Oppure sulla sua assenza, presenza asservita al testo, di supporto alla drammaturgia: i pupazzi del “Finale di partita” beckettiano
passando per i sipari-abiti di “Alla meta” di Bernhard, i pezzi di corpo sparsi di Koltes nella sua “Coco”. Ancora
avvolto, mai completamente disvelato, mai alla
luce del sole, l’attore accessoriato funge la finzione attraverso contenitori,
tagli, buio nero magico ed inquietante. Qui maschere gommose, ci giocano anche, profili e mezzobusto. Due attori per sei personaggi, che
hanno trovato il proprio autore. Una finestra e fuori un mondo sconfitto,
distrutto, poche persone in giro, comunque più vero e vivo rispetto agli scenari apocalittici, astratti e metaforici di Beckett. Un
microcosmo popolato da ombre che s’ingigantiscono, paure che s’affollano,
sicurezze che cadono, certezze che svaniscono. I due TG si muovono con
delicatezza, sospensione, tra i detriti ed i relitti pinteriani, ne esaltano quella forma che pare bidimensionale ma che nasconde un antro inaccessibile dietro una parvenza di
banalità, in punta di piedi disegnano, in questo caseggiato-casermone dai
confini fiabeschi e noir quasi castello delle streghe o La finestra
sul cortile hitchcockiana, con tratti lievi,
attraverso maschere appiattenti, l’insana e usuale e “normale” e accettata, la
paura della polis, che, dopo allarmi, grate, sbarre, guardie giurate, ronde
notturne, cani ringhianti, porte blindate e casseforti, comunque non passa.

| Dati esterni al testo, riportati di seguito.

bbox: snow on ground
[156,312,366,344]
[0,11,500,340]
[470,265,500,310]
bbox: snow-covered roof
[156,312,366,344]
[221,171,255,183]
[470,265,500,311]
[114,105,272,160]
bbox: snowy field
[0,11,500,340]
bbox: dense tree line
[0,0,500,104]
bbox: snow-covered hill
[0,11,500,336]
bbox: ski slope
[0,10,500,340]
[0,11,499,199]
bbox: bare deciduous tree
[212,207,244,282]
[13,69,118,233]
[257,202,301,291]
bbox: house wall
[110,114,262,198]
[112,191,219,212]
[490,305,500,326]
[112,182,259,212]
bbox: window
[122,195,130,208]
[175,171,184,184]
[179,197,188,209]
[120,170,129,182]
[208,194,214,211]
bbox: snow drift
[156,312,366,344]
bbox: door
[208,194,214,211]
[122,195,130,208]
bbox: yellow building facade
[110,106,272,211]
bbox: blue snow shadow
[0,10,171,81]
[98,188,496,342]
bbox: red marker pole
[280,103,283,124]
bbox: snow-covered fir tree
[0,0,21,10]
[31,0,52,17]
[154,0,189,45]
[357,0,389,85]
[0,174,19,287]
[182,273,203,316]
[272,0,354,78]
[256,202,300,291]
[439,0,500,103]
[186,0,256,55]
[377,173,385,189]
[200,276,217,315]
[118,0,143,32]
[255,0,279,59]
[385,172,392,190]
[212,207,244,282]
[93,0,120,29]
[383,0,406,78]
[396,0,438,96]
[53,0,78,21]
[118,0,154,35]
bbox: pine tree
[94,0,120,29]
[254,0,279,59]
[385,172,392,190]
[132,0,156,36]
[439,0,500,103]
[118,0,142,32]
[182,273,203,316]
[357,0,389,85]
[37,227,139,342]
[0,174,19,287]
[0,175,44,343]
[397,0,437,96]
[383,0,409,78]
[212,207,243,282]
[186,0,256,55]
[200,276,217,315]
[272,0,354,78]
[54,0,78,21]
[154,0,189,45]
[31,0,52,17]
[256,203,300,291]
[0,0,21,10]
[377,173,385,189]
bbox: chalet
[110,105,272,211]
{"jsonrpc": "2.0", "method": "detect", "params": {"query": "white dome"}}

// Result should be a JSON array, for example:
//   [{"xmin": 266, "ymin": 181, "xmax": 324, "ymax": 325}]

Ancora una grande prova attoriale, rigorosa, leggera pastello, complice, anche divertente, seppur nel dramma. Basta un nome, una domanda insistita per aprire parentesi. Un’anziana coppia si è da poco trasferita in un nuovo quartiere. I rapporti sono da ricostruire, ognuno teme per la propria incolumità e si barrica all’interno dove, camino e scorte di cibo possono anche far tagliare i ponti con l’esterno. La casa è l’ultimo baluardo di resistenza, rifugio ed eremo dove rintanarsi, nel silenzio delle proprie convinzioni: i nemici fuori, il clan da proteggere (da quale mostro?) dentro. E pian piano, a suon di battute di una scontatezza disarmante di vita più
trascorsa e passata che vissuta, alla ricerca di pace e tranquillità che fa rima con immobilismo, conservatorismo e morte cerebrale,
le nubi aumentano, create da un immaginario che s’ingrossa a parole non supportato dai fatti, illazioni tendenziose diventano reali, mugugni,
recriminazioni, rimuginamenti che alterano la
percezione dell’attorno. Tu chiamala, se vuoi,
solitudine. L’ansia s’impenna intorno alla trincea da difendere, che ormai è
rimasta l’unica stabilità certa alla quale appoggiarsi nel grigiore e nella
miseria che si aprono a voragine e succhiando il resto. E quando qualcuno
abbandona, per qualsiasi motivo, la tana, la preoccupazione nell’alcova-bunker
cresce ed il rientro, il ritorno è visto e salutato in maniera trionfale: “Ce l’ho fatta a tornare”, come se là fuori infuriasse la battaglia campale. Perché cambiare, quando tutto va male? Potrebbe andare peggio. Per saperne di più: “Harold Pinter, Scena e Potere”, Roberto Canziani e Gianfranco Capitta, Garzanti.